Q Scott, on the subject of gas prices, what’s the President — can you detail for us the President’s concern? Is he worried that high gas prices are starting to put a strain on family budgets? Or is he concerned that they’ve reached the level now where they’re starting to actually negatively impact the economy?
MR. McCLELLAN: He’s concerned — his concern has been something he’s had for his entire administration. This is a concern that the President has had from day one, when he came into office. We continue to go through this year after year because we do not have a comprehensive energy plan. That’s why the President outlined a comprehensive energy plan to reduce our dependence on foreign sources of energy and make us more energy self-sufficient.
Q Will there be any immediate impact, if Congress approved the energy package right now, on gasoline prices, the rising gasoline prices?
MR. McCLELLAN: Well, there are steps that we need to look at now that we can look at and that we are looking at. This is something that is a high priority for this administration. We meet regularly on these issues, and we will continue to do so.

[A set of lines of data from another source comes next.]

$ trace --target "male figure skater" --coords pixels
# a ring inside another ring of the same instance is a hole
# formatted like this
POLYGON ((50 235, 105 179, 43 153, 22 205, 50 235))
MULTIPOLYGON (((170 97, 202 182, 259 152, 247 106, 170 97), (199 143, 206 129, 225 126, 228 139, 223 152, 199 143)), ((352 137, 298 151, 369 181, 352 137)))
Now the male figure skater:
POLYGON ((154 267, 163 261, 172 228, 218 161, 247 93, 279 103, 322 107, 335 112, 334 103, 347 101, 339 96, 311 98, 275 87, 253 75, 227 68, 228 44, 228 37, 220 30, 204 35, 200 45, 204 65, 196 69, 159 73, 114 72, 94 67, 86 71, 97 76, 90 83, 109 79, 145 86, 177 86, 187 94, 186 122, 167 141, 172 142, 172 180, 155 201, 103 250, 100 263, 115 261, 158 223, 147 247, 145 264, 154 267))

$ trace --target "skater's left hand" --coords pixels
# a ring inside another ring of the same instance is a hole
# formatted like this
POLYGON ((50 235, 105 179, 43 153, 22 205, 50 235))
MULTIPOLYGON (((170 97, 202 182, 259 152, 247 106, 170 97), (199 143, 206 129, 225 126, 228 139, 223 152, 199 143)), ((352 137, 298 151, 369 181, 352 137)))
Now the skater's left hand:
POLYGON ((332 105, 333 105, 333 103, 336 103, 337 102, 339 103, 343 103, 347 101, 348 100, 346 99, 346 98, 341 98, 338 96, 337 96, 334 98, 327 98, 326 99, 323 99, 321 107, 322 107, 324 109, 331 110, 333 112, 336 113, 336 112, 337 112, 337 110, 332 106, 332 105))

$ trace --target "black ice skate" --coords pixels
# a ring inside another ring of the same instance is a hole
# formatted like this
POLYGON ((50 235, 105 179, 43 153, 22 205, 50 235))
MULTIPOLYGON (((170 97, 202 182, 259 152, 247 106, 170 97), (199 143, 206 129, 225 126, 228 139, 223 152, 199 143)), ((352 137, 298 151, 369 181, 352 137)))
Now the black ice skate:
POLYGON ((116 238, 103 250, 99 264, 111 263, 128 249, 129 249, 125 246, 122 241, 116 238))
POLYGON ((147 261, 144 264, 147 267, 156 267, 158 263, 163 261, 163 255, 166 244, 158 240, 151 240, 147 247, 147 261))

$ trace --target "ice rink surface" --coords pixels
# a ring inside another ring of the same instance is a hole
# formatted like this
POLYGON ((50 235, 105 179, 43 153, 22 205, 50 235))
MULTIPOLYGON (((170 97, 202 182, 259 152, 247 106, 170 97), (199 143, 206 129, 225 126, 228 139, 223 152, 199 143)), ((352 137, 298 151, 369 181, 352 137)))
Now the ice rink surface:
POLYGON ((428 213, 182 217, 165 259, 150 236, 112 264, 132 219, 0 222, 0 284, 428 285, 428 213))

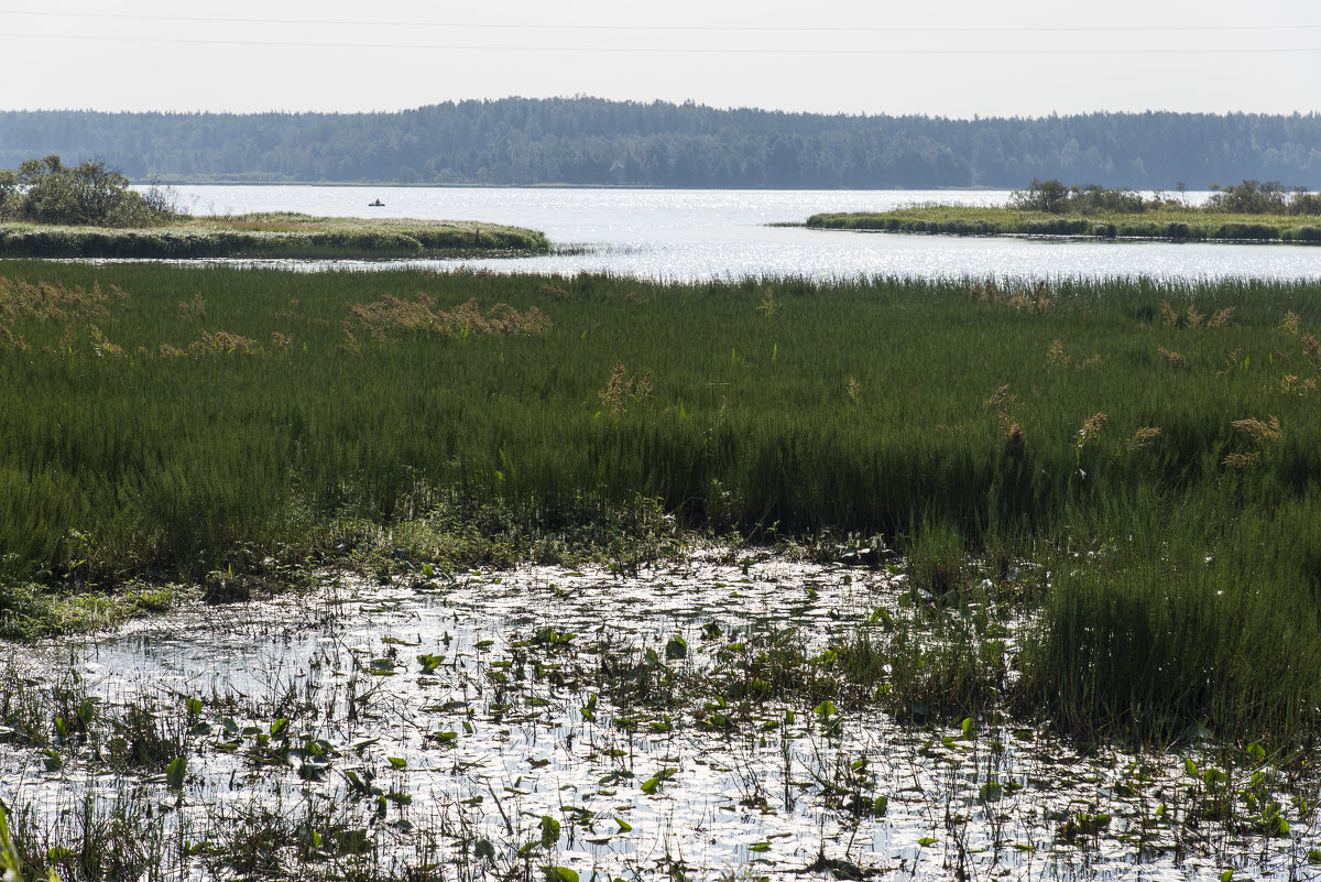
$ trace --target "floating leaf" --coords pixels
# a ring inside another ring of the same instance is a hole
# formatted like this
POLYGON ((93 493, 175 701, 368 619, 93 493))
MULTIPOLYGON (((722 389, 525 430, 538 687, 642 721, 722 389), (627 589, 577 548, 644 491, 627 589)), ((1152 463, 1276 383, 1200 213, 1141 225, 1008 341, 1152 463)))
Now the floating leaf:
MULTIPOLYGON (((550 815, 542 815, 542 845, 551 848, 560 841, 560 823, 550 815)), ((576 878, 577 874, 575 874, 576 878)))
POLYGON ((165 767, 165 786, 170 790, 184 790, 184 775, 186 771, 188 763, 180 757, 165 767))

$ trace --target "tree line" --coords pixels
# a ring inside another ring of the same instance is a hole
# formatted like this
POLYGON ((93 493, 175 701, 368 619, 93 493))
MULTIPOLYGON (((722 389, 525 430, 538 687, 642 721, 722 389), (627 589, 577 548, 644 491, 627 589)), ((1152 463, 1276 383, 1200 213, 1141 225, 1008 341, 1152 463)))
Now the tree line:
POLYGON ((390 114, 0 112, 0 168, 91 156, 135 181, 666 187, 1321 182, 1321 115, 947 119, 596 98, 390 114))
MULTIPOLYGON (((1202 206, 1207 213, 1321 215, 1321 193, 1309 193, 1305 186, 1287 187, 1279 181, 1248 178, 1227 186, 1211 184, 1210 189, 1211 197, 1202 206)), ((1028 189, 1013 191, 1009 207, 1048 214, 1141 214, 1186 207, 1186 203, 1180 193, 1157 190, 1143 195, 1096 184, 1065 186, 1059 181, 1033 178, 1028 189)))

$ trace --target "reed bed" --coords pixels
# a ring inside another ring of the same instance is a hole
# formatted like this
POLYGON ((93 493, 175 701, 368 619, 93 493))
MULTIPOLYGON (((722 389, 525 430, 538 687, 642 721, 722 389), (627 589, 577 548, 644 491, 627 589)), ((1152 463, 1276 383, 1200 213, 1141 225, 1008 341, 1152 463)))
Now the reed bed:
POLYGON ((543 254, 546 236, 494 223, 314 218, 262 213, 180 218, 144 228, 0 224, 0 257, 427 257, 543 254))
POLYGON ((915 206, 882 213, 815 214, 808 227, 974 236, 1065 236, 1170 242, 1321 242, 1316 214, 1262 215, 1159 209, 1141 213, 1052 214, 1013 207, 915 206))
POLYGON ((659 506, 876 536, 937 603, 970 560, 1030 561, 1049 576, 996 601, 1032 622, 1021 706, 1296 742, 1321 705, 1318 294, 5 261, 0 605, 316 559, 441 506, 659 506))

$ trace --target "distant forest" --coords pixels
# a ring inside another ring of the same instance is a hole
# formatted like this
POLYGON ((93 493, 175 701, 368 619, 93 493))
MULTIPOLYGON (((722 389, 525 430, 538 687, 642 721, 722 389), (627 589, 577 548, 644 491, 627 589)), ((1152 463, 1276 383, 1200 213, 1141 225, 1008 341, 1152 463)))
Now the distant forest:
POLYGON ((0 168, 103 160, 133 181, 659 187, 1206 189, 1321 184, 1321 115, 844 116, 594 98, 390 114, 0 112, 0 168))

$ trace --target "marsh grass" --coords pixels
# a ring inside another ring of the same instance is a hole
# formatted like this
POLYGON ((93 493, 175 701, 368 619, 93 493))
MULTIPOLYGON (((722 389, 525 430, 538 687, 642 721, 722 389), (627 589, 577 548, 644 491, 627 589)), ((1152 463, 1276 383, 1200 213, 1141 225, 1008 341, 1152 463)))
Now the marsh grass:
POLYGON ((0 257, 388 259, 548 251, 544 235, 520 227, 295 213, 178 218, 143 228, 0 224, 0 257))
POLYGON ((1321 217, 1314 214, 1226 214, 1185 207, 1143 213, 1098 210, 1078 217, 1012 207, 929 205, 882 213, 814 214, 806 226, 980 236, 1321 243, 1321 217))
POLYGON ((1316 722, 1313 284, 0 277, 9 622, 70 586, 244 597, 355 555, 626 573, 684 529, 877 536, 954 607, 1052 569, 1015 599, 1045 605, 1022 688, 1070 730, 1316 722))

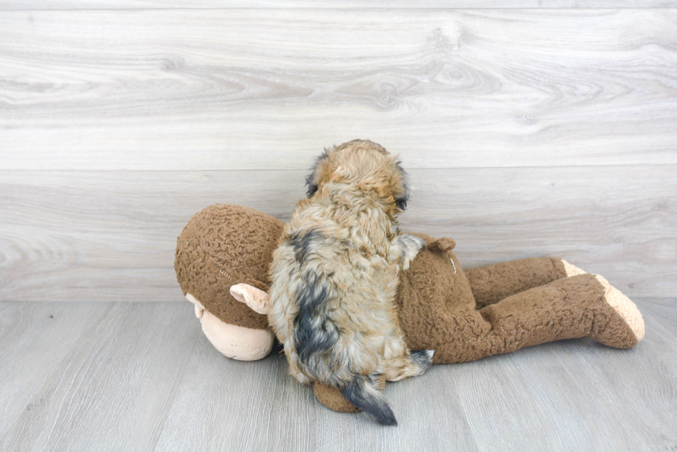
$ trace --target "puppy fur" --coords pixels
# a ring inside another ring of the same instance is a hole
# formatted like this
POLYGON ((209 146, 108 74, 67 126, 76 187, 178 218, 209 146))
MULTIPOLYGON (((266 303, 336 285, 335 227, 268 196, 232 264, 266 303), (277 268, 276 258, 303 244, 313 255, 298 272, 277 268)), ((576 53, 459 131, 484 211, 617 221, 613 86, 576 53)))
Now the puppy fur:
POLYGON ((433 353, 408 350, 395 310, 398 274, 425 244, 397 228, 404 171, 379 145, 354 140, 326 150, 307 182, 273 255, 269 323, 299 382, 337 388, 397 424, 385 380, 421 375, 433 353))

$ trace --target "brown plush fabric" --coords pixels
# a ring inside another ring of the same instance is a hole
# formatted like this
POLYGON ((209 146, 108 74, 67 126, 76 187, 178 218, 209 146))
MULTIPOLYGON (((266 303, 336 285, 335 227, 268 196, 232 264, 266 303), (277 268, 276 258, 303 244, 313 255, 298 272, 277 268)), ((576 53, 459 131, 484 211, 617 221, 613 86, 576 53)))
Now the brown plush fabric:
MULTIPOLYGON (((175 267, 184 293, 227 323, 267 328, 265 316, 235 300, 229 288, 246 282, 267 290, 268 266, 282 228, 279 220, 240 206, 212 206, 196 214, 177 242, 175 267)), ((410 348, 435 350, 434 363, 583 336, 627 348, 643 336, 636 306, 594 275, 564 277, 562 261, 549 257, 464 273, 452 252, 453 239, 419 235, 428 246, 401 273, 397 303, 410 348), (619 309, 635 310, 639 337, 605 294, 619 300, 619 309)), ((315 393, 333 409, 357 409, 336 390, 316 385, 315 393)))
POLYGON ((466 276, 480 309, 506 297, 565 277, 566 272, 561 259, 527 257, 470 268, 466 276))
POLYGON ((174 268, 184 295, 226 323, 267 329, 267 317, 233 298, 230 286, 245 282, 268 290, 282 227, 276 218, 241 206, 216 204, 196 213, 176 241, 174 268))
POLYGON ((360 409, 348 402, 347 399, 343 397, 343 395, 338 392, 336 388, 318 382, 315 383, 314 389, 317 400, 322 404, 329 406, 334 411, 356 413, 360 411, 360 409))

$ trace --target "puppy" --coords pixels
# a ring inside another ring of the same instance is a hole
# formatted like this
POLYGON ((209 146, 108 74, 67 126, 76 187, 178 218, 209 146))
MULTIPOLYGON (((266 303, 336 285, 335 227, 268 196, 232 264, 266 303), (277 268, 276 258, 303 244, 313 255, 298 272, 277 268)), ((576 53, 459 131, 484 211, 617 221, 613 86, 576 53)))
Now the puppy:
POLYGON ((355 140, 326 150, 307 182, 273 254, 269 323, 296 380, 336 388, 397 425, 385 380, 421 375, 433 354, 410 353, 395 309, 399 272, 425 244, 397 228, 404 171, 379 145, 355 140))

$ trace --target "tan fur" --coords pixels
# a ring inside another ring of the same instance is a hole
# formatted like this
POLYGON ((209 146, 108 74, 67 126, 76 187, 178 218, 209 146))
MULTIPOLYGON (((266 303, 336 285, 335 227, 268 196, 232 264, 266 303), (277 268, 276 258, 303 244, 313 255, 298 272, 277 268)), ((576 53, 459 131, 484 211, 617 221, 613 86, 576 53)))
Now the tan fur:
POLYGON ((420 375, 429 363, 410 359, 394 299, 399 272, 424 242, 399 233, 397 201, 407 188, 396 158, 371 141, 350 141, 327 150, 308 183, 316 192, 297 204, 271 267, 269 322, 292 375, 340 388, 359 374, 379 389, 381 375, 397 381, 420 375), (303 237, 309 237, 305 253, 303 237), (321 337, 336 337, 305 360, 298 351, 307 344, 295 337, 300 313, 307 315, 303 299, 321 306, 304 324, 321 337))

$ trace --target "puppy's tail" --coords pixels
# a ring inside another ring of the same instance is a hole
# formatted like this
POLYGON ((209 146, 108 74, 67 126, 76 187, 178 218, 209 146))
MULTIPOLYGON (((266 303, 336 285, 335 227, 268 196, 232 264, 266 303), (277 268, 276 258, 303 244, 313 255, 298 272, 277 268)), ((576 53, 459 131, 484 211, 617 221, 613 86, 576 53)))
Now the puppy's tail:
POLYGON ((369 377, 355 375, 343 387, 341 393, 352 404, 374 416, 381 424, 397 425, 395 415, 388 404, 388 400, 369 377))

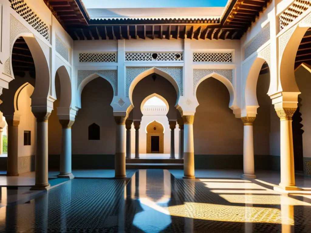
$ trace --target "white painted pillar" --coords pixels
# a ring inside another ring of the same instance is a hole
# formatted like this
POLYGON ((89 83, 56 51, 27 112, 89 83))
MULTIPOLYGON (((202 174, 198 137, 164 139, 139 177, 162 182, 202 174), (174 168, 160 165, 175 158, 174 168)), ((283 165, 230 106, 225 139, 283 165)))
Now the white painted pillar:
POLYGON ((170 121, 169 128, 171 129, 171 149, 169 158, 175 158, 175 131, 176 128, 176 121, 170 121))
POLYGON ((131 129, 133 120, 127 119, 125 121, 125 128, 126 129, 126 158, 131 158, 131 129))
POLYGON ((245 178, 255 179, 254 160, 254 141, 253 123, 256 117, 245 116, 241 118, 244 126, 243 141, 243 171, 242 176, 245 178))
POLYGON ((178 146, 178 158, 183 158, 183 121, 182 119, 177 120, 179 128, 179 143, 178 146))
POLYGON ((115 177, 126 177, 125 170, 126 152, 126 116, 115 116, 117 123, 116 132, 116 152, 114 156, 115 177))
POLYGON ((276 109, 280 120, 281 182, 279 185, 280 188, 285 190, 299 189, 295 183, 292 128, 292 117, 296 109, 295 108, 276 109))
POLYGON ((183 116, 184 123, 184 178, 194 179, 194 148, 193 145, 193 123, 194 116, 183 116))
POLYGON ((20 121, 7 120, 7 176, 18 176, 18 125, 20 121))
POLYGON ((48 120, 51 113, 33 113, 37 118, 37 142, 35 157, 35 183, 31 187, 31 190, 46 190, 50 186, 49 183, 48 168, 48 120))
POLYGON ((71 169, 71 127, 74 123, 70 120, 60 120, 62 125, 62 150, 60 160, 59 174, 60 178, 73 179, 71 169))
POLYGON ((140 121, 134 121, 135 128, 135 158, 139 158, 139 128, 140 121))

But there are steps that we can look at now to address some of these issues. We’ve got to make sure that there’s no price gouging going on. We’ve got to continue to move forward on cleaner, more efficient technologies, and that’s exactly what we’re doing. We’ve taken some action when it comes to the Corporate Average Fuel Economy standards for SUVs and trucks. We helped improve those standards. And as a result, by 2007, you’re going to see some — see us save some 340,000 barrels of oil a day.
We also have taken steps on diesel regulations to enable clean diesel vehicles to — or to have clean diesel vehicles. And our budget in 2006 has $2 billion in tax incentives for energy-efficient hybrid vehicles. And we want to see continued funding for the hydrogen fuel initiative. So there are steps we’re taking. But what needs to happen is Congress needs to act on the comprehensive strategy that we outlined.
Q And if they do that, will there be any immediate impact on rising prices?
MR. McCLELLAN: Well, we’ve got to make ourselves more energy self-sufficient. That’s one of the things the President, I expect, will talk about in his remarks, and you’ll hear more from the President in his remarks next week, talking about this matter.
Q Scott, on energy again, I understand the President believes a comprehensive energy plan is the long-term solution. Does he believe Congress, or anybody, can do anything about a short-term solution and the currently spiraling prices?
MR. McCLELLAN: Well, I talked about what we’re doing now. Maybe you weren’t paying attention at the beginning, when Terry was asking his questions, but —
Q Well, you never really gave much of an answer on something immediate.
MR. McCLELLAN: No, I think I did. We are constantly looking at these issues. That’s why I said that it is a high priority for this administration, it has been from day one. We need to make sure that there’s no price-gouging going on. We also need to move forward on those other initiatives — which we are — that I outlined at the beginning.
Q But those are long-term solutions. Currently, gas prices —
MR. McCLELLAN: Those are steps that we can take now to reduce our dependence on foreign sources of energy. And in terms of price-gouging, that’s not — that’s something we do now.
Q Will the high price be on his mind when he speaks with Abdullah at the ranch?
MR. McCLELLAN: Let’s wait for the meeting — let’s wait until we get a little bit closer to the meeting; then we’ll talk about it at that point.
Q Does he have to fill up the pickup truck, himself? (Laughter.)
[Later still… ]
Q Scott, at what level are you concerned about price gouging, and just what are you doing about it?
MR. McCLELLAN: What’s that? Well, Department of Energy and Justice Department, they stay focused on those issues to make sure that that isn’t happening.
Q I mean, is this at the refiner level, at the service station level?
MR. McCLELLAN: It’s something we’re always staying on top of, Peter.
Q What, if anything, can you point to that the administration tried to do, ever, to keep gas prices from getting to the point where they are now?
MR. McCLELLAN: What can I point to? The comprehensive energy plan we outlined at the very beginning of our first term and called on Congress to pass.
Q I’m asking what’s been done to try to keep gas prices from getting to where they are now. Whatever it was —
MR. McCLELLAN: Well, that’s why I pointed out that what happens is that we see this problem recur year after year — the prices go down, but then they come back up, and they continue to rise. That’s why we need a comprehensive solution to this issue. That’s why the President put forward a comprehensive solution to the issue. And now it’s time for Congress to act on that comprehensive energy plan.